I will renew my conviction that leaders who show signs
of nuclear insanity be arrested and moved to a special institution for the
politically insane.
Doomsday
My early life was dominated by three horrific preoccupations; the holocaust,
the hydrogen bomb and the destruction of animals and their natural environments
all over planet earth. By age ten, I knew in theory how to construct both
fission and fusion bombs and knew how destructive they were. I would study civil
defense maps showing the extent of destruction from hydrogen bombs of different
strengths exploded above Canadian and US cities. Later, I took courses in
nuclear physics and the medical management of radiation sickness. For many
years, I belonged to organizations that protested the development of more
nuclear bombs. If you asked me in 1970, I would have told you that I had little
confidence in modern civilization and wanted to live away from urban centers and
the madness prevalent in the world. For me, the natural world of coastal British
Columbia was sane, rational and enduring. Here, I felt part of an ancient
natural order that would continue even if humans departed. I could ignore, at
least for awhile, the folly of self-destructive humans.
As a young man I was always reassured to know that Albert Einstein existed
and joined millions of educated others in admiration of his intellect. In a
review of Einstein's impact on human awareness, Brian Greene wrote:" Albert
Einstein once said that there are only two things that might be infinite: the
universe and human stupidity. And, he confessed, he wasn't sure about the
universe. When we hear that, we chuckle. Or at least we smile. We do not take
offense. The reason is that the name “Einstein” conjures an image of a
warm-hearted, avuncular sage of an earlier era.

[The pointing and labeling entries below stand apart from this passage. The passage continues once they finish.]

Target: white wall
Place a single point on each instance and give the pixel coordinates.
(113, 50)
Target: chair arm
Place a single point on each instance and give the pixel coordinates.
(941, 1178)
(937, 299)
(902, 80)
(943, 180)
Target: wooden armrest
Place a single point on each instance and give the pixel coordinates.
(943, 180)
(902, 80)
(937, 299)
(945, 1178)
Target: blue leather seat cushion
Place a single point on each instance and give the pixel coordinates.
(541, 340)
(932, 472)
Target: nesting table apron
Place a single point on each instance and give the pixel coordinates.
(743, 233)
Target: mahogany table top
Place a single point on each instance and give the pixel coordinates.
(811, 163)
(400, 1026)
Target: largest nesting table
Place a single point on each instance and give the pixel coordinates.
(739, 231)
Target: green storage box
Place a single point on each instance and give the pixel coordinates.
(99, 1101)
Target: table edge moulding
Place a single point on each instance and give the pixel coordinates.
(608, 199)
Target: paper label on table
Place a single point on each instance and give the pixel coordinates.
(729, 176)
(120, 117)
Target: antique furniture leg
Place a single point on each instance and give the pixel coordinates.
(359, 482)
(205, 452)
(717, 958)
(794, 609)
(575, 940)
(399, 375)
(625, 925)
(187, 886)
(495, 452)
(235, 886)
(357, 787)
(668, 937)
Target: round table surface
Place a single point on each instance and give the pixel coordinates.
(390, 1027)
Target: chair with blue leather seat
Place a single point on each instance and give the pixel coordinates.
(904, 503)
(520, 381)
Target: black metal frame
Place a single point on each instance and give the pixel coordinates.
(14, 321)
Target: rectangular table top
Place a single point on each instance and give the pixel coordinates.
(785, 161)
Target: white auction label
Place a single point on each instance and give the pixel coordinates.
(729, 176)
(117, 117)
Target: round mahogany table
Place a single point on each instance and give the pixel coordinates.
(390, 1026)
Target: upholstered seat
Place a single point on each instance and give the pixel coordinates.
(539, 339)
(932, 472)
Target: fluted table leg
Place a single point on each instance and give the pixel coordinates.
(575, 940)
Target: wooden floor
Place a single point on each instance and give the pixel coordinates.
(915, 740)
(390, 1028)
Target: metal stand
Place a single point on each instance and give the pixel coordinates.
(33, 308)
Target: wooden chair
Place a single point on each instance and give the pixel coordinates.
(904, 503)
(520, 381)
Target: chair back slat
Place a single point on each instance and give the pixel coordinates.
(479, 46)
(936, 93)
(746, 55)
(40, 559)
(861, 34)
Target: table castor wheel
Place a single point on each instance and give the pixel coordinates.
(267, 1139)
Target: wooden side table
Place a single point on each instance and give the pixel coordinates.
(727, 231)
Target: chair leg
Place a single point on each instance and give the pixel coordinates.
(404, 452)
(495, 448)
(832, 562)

We see the good-natured,
wild-haired scientific genius whose iconic portraits—riding a bike, sticking out
his tongue, staring at us with those penetrating eyes—are emblazoned in our
collective cultural memory. Einstein has come to symbolize the purity an power
of intellectual exploration."
Einstein revealed the stunning relationship of mass to energy in the famous
formula, E=MC². The speed of light, C, is a large number so that a small amount
of annihilated mass produces a large amount of energy. This equation explains
the prodigious energy production of our sun and other stars. Einstein did not
imagine man-made devices that suddenly convert mass to energy, creating gigantic
explosions. The discovery of the neutron chain reaction in radioactive materials
such as purified uranium suggested the possibility of a nuclear bomb. A
physicist friend, Leo Szilard, had patented an atomic bomb design in 1934. He
feared that Germany might construct nuclear weapons and encouraged Einstein to
sign a letter to US President Roosevelt, warning him.

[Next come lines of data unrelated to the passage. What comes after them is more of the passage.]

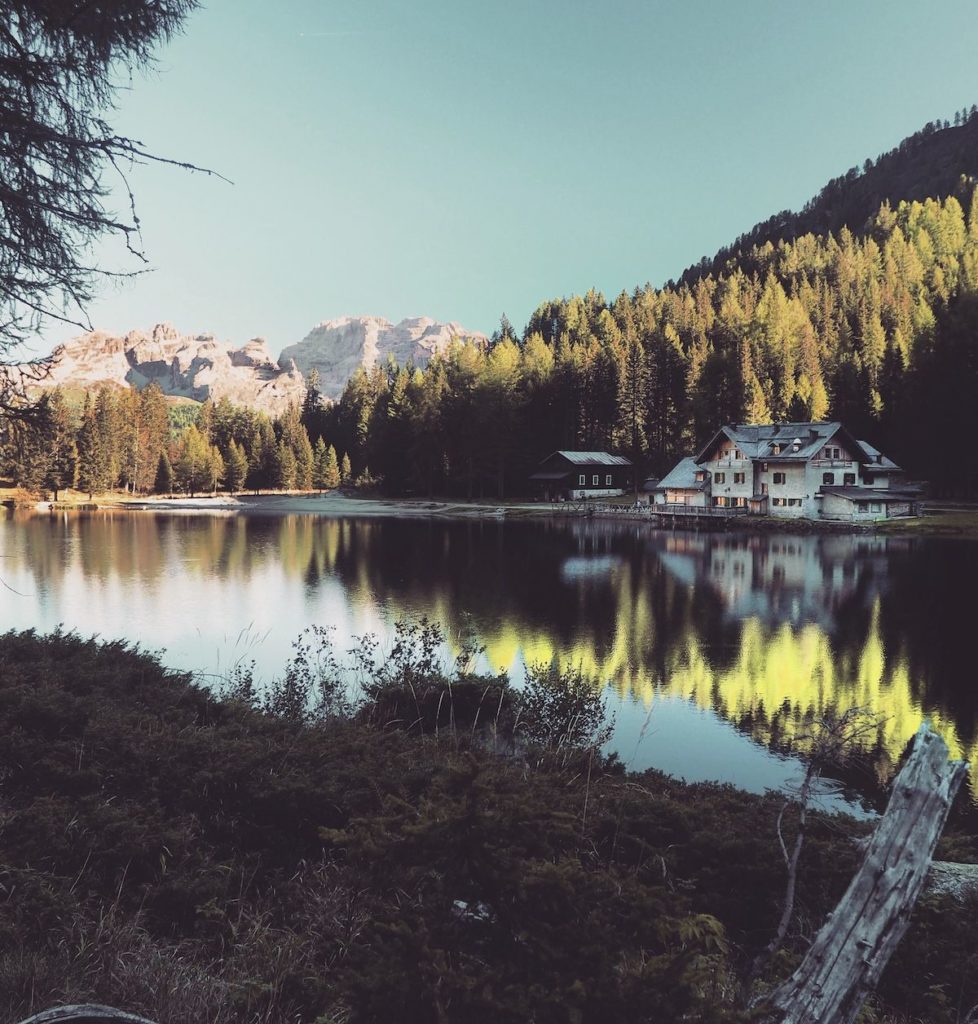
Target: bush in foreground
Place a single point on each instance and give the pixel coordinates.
(198, 859)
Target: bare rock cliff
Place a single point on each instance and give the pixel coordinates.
(188, 367)
(337, 347)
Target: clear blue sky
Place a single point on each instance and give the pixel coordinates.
(460, 159)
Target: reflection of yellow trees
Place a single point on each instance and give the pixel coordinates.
(771, 678)
(777, 680)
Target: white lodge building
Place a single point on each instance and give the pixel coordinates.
(810, 470)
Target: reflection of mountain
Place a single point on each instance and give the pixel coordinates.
(767, 631)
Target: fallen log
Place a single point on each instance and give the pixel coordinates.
(844, 963)
(89, 1013)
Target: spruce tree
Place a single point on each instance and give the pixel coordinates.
(332, 476)
(236, 467)
(320, 465)
(92, 457)
(165, 482)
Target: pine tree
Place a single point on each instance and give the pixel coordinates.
(236, 467)
(194, 463)
(92, 457)
(332, 475)
(320, 465)
(284, 467)
(62, 453)
(165, 482)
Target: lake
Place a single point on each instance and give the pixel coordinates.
(716, 648)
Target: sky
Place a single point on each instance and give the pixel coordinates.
(462, 159)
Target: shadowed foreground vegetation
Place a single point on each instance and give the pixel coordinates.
(440, 853)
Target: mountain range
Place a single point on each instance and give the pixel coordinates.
(200, 367)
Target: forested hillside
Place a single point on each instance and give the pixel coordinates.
(873, 324)
(874, 329)
(938, 161)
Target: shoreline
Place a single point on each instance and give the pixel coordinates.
(962, 522)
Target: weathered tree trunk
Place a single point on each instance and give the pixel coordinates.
(845, 962)
(88, 1013)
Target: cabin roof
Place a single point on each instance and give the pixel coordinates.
(682, 477)
(757, 440)
(593, 458)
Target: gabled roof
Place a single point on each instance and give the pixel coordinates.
(757, 440)
(682, 477)
(593, 458)
(878, 460)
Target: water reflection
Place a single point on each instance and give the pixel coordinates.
(698, 635)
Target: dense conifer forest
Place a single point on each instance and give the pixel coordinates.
(869, 320)
(443, 849)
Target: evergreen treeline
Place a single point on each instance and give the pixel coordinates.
(874, 330)
(938, 161)
(133, 440)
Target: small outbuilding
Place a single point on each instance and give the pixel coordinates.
(573, 475)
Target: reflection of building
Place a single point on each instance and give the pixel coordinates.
(782, 579)
(812, 470)
(572, 475)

A second Einstein-Szilard letter was sent in March 1940 and led to the
Manhattan Project in 1942, designed to produce nuclear bombs based on the
fission of purified, radioactive uranium. Scientists from all over the US were
recruited to purify bomb-grade uranium and to work out the details of a
denotation system under the direction of physicist J. Robert Oppenheimer. The
scientists had been highly motivated to end the destruction inflicted on the
world by Germany and Japan. Their work lead to the sustained proliferation of
nuclear weapons in the US, Russia and six other countries. The US tested at
least 1100 nuclear weapons and continues to maintain the second-largest
stockpiles of nuclear weapons in the world. Sensible humans were alarmed by the
persistent belligerence of the US and the Soviet Union and sought to limit or
abolish nuclear weapons. I called this Nuclear Weapon Insanity and proposed an
international institution for the politically insane that could arrest and
contain politicians voting for nuclear weapons. In 2018 there is an increasingly
urgent need for such an institution.